Donnerstag, 3. November 2016
Berlinale-Retrospektive 2017 zum Science-Fiction-Film

DEFA-Sci-Fi-Film "Eolomea" © DEFA-Stiftung/Alexander Kühn
Ganze 27 internationale Science-Fiction-Filme umfasst die Berlinale-Retrospektive 2017. Die Bandbreite reicht vom Hollywood-Blockbuster bis zum DEFA-Spielfilm.

Die Retrospektive der 67. Internationalen Filmfestspiele von Berlin widmet sich dem Science-Fiction-Film und damit einem der bildgewaltigsten und spektakulärsten Genres der Filmgeschichte. Sie zeigt imaginierte Welten einer unvollendeten Zukunft, wie sie der Science-Fiction-Film seit seinen Anfängen inszeniert. Im Zentrum der Schau stehen zwei Themen: die Gesellschaft der Zukunft und das Fremde. Insgesamt umfasst die Retrospektive 27 internationale Spielfilme, darunter Klassiker, Kultfilme und weitgehend unbekannte Produktionen etwa aus Japan sowie Mittel- und Osteuropa.

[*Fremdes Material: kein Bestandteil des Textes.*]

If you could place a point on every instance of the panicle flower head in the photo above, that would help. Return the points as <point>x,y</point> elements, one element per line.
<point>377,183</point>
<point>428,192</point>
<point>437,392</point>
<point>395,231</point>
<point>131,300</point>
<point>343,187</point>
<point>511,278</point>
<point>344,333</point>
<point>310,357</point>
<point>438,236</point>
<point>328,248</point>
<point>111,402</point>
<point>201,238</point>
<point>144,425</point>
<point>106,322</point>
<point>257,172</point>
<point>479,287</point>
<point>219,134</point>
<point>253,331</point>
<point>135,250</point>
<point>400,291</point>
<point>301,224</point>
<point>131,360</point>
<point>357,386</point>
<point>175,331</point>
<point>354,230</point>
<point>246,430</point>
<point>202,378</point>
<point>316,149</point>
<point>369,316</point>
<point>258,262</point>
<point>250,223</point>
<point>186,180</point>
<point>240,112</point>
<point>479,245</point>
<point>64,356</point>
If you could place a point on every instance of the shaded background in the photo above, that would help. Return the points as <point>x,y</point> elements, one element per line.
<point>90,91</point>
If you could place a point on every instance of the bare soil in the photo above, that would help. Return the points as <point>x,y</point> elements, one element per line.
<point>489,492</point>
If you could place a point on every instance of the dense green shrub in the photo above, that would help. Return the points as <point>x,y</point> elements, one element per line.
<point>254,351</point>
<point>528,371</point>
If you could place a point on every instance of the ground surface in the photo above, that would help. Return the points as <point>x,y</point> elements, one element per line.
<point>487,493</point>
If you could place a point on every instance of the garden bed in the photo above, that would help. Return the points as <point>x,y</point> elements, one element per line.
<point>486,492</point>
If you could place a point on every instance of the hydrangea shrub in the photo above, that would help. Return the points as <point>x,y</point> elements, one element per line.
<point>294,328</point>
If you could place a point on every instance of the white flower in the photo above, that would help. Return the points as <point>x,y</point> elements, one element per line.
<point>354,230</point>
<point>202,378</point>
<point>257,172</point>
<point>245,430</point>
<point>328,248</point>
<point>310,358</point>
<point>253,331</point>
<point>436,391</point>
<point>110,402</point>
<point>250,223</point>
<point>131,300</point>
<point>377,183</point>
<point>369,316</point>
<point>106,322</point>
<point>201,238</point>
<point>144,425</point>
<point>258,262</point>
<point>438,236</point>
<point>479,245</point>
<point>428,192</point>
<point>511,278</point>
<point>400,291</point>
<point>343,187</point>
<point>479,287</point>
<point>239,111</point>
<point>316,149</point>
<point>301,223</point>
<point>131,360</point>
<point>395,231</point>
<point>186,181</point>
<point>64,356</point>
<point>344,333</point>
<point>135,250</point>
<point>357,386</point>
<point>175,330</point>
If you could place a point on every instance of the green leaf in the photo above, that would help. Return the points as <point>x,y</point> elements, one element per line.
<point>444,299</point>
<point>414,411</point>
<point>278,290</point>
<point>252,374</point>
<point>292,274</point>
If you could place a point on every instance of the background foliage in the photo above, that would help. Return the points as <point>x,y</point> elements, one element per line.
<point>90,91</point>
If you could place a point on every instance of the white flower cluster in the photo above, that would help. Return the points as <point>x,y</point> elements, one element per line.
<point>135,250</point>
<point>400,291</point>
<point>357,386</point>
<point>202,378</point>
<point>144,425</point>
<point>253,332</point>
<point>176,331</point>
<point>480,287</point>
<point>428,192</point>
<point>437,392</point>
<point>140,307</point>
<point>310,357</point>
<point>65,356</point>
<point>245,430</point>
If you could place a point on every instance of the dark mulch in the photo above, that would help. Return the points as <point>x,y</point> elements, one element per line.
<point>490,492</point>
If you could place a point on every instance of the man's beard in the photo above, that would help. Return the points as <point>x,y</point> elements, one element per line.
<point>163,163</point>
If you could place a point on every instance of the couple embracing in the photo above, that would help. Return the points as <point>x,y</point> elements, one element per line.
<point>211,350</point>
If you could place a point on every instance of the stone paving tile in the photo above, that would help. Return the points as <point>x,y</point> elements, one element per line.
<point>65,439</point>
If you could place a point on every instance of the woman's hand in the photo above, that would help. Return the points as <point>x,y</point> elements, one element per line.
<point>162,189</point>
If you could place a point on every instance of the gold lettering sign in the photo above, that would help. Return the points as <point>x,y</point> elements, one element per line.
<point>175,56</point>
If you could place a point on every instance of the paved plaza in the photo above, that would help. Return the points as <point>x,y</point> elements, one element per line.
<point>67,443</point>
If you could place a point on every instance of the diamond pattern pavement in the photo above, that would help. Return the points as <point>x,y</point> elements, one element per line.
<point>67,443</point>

„Der Science-Fiction-Film ist eines der kommerziell erfolgreichsten Filmgenres. Die möglichen Welten auf der Erde oder im All eröffnen einen weiten Raum, um Fragen nach kollektiven Visionen und Ängsten immer wieder neu zu verhandeln“, sagte Festivaldirektor Dieter Kosslick. Der Reiz dieser Filme liegt insbesondere darin, dass sie eine ferne Zukunft sinnlich erfahrbar machen. Positive Zukunftswelten sind hierbei allerdings die Ausnahme. Dominiert wird das Genre von Dystopien, die zeitgenössischen Fragen in der pessimistischen Zuspitzung eine besondere Brisanz verleihen.
Richard Fleischer, George Lucas & Sci-Fi-Sozialismus
Die Öko-Dystopie "Soylent Green" (1973) zum Beispiel handelt von Überbevölkerung und Umweltverschmutzung. In reduzierten Farben entwirft sie eine Welt, in der Wasser, Nahrung und Wohnraum hart umkämpft sind und die Bevölkerung wie Abfall recycelt wird. Zentral für das Genre ist die Auseinandersetzung mit totalitären Systemen und allgegenwärtiger Überwachung wie in "1984" (1956), der ersten Kinoverfilmung von George Orwells bekanntem Roman.

Einprägsam zeichnet George Lucas in "THX 1138" (1971) eine technokratische Zukunftsvision von einer hocheffizienten und vollautomatisierten Gesellschaft, in der Gefühle und der freie Wille des Einzelnen durch Medikamente unterdrückt werden. In postapokalyptischen Filmen ist die Erde unbewohnbar. So haben sich in "O bi, o ba: Das Ende der Zivilisation" (1985) die Überlebenden einer atomaren Katastrophe unter die Erdoberfläche zurückgezogen.
Dänische Pioniere, japanische Entdeckungen
Der dänische Stummfilm "Das Himmelsschiff" von Holger-Madsen, der 1918 uraufgeführt wurde und damit zu den frühesten Science-Fiction-Filmen überhaupt gehört, beschwört noch die friedliche Vision von einer Mars-Erkundung und der Begegnung mit den dort lebenden Wesen. Freundlich wirken auch die seesternförmigen Außerirdischen in Kōji Shimas "Die Außerirdischen erscheinen in Tokio" (1956) oder Steven Spielbergs kindliche Wesen in "Unheimliche Begegnung der dritten Art" (1977).

Der Genreklassiker "Krieg der Welten" (1953) hingegen steht exemplarisch für bedrohliche Alien-Invasionen aus dem All. Künstliche Intelligenz, Androiden und Roboter werfen die Frage nach dem Unterschied zwischen Mensch und Maschine auf. Sie stellt sich auf düstere und erbarmungslose Weise auch in Marek Piestraks "Der Test des Piloten Pirx" (1979).

„Bei der Filmauswahl haben wir uns von den Themen unserer Ausstellung ‚Things to Come‘ inspirieren lassen. Die Retrospektive nimmt nun die Geschichte des Genres in den Blick und zeigt cineastische Vorstellungswelten auch aus Ländern wie Dänemark, Japan, Polen oder der Tschechoslowakei“, kommentiert Rainer Rother, Leiter der Retrospektive und Künstlerischer Direktor der Deutschen Kinemathek. Die Begleitpublikation zur Retrospektive erscheint erstmals ausschließlich in englischer Sprache. Der Band im Bertz + Fischer Verlag präsentiert Essays von internationalen Autoren, die den Science-Fiction-Film im Kontext von nationalen Kinematografien ergründen.